Stuck on an issue?

Lightrun Answers was designed to reduce the constant googling that comes with debugging 3rd party libraries. It collects links to all the places you might be looking at while hunting down a tough bug.

And, if you’re still stuck at the end, we’re happy to hop on a call to see how we can help out.
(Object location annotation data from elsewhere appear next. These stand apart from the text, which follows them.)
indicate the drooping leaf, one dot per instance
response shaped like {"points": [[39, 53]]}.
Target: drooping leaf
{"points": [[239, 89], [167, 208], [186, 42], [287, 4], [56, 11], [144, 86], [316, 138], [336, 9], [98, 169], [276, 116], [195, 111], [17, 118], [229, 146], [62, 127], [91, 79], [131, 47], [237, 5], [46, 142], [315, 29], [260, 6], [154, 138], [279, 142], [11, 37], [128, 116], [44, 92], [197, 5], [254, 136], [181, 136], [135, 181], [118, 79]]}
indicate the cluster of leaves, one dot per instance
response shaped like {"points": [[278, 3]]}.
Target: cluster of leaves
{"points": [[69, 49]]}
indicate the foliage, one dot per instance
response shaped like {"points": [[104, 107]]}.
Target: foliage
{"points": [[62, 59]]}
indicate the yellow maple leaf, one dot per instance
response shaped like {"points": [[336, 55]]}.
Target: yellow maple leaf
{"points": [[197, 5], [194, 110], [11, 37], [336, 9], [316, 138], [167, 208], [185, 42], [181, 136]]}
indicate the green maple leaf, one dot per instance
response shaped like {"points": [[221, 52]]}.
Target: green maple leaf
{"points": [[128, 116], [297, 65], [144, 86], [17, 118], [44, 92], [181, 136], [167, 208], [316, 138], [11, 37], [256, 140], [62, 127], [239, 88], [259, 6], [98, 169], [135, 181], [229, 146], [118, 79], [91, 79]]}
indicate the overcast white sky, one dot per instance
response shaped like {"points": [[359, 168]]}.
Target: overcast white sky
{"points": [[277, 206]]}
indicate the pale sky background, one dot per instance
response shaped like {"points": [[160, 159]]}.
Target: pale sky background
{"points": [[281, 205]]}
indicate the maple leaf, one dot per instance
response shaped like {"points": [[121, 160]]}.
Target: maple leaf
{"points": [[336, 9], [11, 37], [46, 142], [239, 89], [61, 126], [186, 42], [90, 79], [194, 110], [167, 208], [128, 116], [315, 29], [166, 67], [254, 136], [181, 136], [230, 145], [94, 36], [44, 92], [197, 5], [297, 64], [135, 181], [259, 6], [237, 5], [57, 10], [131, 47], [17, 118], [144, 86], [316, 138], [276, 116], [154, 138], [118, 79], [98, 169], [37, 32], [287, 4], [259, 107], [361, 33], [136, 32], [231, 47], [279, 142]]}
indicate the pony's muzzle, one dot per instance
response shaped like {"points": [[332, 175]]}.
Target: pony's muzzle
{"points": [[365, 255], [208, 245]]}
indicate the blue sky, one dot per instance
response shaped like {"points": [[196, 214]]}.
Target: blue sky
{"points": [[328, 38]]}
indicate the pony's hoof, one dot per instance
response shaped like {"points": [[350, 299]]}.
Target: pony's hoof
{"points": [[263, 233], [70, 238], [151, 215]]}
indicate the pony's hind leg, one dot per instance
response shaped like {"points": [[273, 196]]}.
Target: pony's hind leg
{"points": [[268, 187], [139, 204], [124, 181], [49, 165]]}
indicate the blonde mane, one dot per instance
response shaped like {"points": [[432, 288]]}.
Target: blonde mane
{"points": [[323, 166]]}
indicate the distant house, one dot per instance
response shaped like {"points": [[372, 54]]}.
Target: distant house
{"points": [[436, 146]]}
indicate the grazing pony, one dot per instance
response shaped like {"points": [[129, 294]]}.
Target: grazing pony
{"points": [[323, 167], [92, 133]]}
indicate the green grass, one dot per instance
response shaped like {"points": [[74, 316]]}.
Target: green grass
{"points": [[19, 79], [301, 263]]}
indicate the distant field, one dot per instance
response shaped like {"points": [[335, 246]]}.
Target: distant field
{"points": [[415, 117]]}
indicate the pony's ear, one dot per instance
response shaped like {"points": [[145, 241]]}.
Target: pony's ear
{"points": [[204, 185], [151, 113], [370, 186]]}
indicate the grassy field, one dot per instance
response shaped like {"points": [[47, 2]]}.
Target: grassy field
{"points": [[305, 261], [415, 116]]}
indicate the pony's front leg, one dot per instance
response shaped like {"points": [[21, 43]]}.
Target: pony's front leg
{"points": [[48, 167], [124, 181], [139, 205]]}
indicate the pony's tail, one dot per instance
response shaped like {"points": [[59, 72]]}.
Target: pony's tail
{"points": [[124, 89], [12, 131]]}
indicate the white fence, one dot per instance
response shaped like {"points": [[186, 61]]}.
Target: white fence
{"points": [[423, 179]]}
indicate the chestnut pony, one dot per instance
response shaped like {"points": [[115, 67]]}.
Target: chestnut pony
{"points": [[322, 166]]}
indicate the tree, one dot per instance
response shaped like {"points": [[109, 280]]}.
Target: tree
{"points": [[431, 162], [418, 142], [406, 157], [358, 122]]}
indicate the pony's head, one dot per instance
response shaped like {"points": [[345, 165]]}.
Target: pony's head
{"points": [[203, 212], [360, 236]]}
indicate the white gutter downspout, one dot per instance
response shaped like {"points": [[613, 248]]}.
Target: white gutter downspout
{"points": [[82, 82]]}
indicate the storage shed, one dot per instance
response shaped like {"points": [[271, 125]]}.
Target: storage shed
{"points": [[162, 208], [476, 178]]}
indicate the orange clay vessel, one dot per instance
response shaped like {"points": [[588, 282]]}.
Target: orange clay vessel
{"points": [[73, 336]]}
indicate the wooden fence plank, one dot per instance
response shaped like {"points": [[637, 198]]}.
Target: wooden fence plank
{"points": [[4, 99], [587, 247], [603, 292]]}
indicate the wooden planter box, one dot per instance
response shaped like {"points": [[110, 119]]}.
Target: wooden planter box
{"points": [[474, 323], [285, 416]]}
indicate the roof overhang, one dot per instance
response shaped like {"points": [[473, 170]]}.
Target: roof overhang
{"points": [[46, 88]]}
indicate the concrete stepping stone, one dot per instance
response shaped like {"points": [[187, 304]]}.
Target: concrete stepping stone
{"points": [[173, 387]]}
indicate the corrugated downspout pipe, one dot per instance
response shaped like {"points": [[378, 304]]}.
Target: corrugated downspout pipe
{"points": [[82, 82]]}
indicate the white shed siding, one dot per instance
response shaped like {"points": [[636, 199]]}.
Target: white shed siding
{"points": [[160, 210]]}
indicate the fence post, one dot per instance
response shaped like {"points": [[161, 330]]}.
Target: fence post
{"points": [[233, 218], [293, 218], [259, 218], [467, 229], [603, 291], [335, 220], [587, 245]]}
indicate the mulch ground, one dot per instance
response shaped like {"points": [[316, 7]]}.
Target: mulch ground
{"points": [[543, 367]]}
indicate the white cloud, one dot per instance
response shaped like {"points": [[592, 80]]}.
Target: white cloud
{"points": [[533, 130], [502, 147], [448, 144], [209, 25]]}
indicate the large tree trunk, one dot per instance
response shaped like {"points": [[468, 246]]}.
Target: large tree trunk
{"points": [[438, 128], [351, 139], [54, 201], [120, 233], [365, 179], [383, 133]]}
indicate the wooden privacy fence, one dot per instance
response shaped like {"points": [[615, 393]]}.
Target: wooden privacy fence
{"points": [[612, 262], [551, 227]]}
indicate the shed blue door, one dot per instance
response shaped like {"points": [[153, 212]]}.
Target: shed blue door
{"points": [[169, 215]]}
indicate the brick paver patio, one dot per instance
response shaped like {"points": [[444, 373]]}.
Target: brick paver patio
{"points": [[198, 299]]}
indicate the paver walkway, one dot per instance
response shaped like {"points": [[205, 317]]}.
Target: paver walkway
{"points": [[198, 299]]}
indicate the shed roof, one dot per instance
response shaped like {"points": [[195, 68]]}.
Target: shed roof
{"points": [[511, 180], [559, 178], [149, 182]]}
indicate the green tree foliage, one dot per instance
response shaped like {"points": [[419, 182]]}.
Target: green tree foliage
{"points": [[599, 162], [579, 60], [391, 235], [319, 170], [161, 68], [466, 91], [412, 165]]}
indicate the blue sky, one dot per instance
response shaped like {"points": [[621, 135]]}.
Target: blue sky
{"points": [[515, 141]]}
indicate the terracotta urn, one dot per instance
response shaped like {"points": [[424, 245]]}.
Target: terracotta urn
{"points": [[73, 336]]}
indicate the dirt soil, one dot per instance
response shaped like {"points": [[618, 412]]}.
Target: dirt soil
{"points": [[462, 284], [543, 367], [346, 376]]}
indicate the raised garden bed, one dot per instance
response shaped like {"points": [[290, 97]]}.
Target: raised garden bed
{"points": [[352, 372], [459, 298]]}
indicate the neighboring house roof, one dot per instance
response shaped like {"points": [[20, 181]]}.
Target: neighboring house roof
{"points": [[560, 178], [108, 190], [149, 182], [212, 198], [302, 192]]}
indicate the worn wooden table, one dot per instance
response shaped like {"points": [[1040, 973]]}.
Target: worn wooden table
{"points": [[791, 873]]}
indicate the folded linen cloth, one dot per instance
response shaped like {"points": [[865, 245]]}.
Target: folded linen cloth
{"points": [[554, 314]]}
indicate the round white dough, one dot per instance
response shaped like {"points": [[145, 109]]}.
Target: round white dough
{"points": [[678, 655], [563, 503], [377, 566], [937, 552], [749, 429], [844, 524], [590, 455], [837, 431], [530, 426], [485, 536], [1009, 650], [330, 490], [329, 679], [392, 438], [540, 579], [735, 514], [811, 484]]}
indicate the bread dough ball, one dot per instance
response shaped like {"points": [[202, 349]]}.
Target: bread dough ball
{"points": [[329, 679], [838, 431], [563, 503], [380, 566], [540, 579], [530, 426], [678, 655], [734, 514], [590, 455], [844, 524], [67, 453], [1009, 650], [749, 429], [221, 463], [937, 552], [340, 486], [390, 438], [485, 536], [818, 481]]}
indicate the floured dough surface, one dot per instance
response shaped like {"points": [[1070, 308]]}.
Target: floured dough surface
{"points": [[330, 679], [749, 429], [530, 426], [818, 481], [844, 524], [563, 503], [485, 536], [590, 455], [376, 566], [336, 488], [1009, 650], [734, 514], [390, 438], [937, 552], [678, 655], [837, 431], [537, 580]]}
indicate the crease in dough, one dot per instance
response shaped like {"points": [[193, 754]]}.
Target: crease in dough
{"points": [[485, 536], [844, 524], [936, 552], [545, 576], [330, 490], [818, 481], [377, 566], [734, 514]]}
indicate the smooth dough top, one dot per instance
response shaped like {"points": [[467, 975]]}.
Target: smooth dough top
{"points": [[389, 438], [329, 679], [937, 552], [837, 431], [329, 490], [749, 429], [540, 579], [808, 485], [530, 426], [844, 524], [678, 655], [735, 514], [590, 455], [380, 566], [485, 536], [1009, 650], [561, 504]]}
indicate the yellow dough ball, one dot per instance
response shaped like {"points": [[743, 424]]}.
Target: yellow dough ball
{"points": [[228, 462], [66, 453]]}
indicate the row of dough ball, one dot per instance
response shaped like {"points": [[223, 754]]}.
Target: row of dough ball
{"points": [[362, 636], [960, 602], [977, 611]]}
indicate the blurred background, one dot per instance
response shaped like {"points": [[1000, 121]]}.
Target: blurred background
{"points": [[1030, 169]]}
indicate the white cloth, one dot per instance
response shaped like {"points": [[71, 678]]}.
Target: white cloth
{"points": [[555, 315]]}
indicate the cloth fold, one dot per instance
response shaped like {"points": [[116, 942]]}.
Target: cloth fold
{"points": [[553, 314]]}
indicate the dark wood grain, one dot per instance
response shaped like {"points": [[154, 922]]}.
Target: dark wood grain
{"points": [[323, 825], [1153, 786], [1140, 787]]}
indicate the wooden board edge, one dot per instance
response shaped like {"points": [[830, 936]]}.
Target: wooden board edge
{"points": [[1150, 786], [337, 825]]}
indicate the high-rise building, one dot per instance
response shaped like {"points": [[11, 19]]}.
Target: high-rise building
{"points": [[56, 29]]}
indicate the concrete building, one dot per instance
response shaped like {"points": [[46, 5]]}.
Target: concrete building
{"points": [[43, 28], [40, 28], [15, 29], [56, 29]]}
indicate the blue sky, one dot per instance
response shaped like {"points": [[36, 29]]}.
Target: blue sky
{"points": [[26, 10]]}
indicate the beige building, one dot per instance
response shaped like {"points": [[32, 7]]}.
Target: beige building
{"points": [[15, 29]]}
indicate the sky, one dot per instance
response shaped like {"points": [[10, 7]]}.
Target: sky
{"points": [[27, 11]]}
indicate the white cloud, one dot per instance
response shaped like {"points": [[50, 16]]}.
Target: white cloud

[SUPPORT] org.apache.hudi.exception.HoodieException: The value of <field> can not be null

See original GitHub issue

Describe the problem you faced

I’m running Hudi 0.9.0, creating an external Hudi table on S3, and when trying to insert into this table using Spark SQL, it fails with exception org.apache.hudi.exception.HoodieException: The value of <field> can not be null.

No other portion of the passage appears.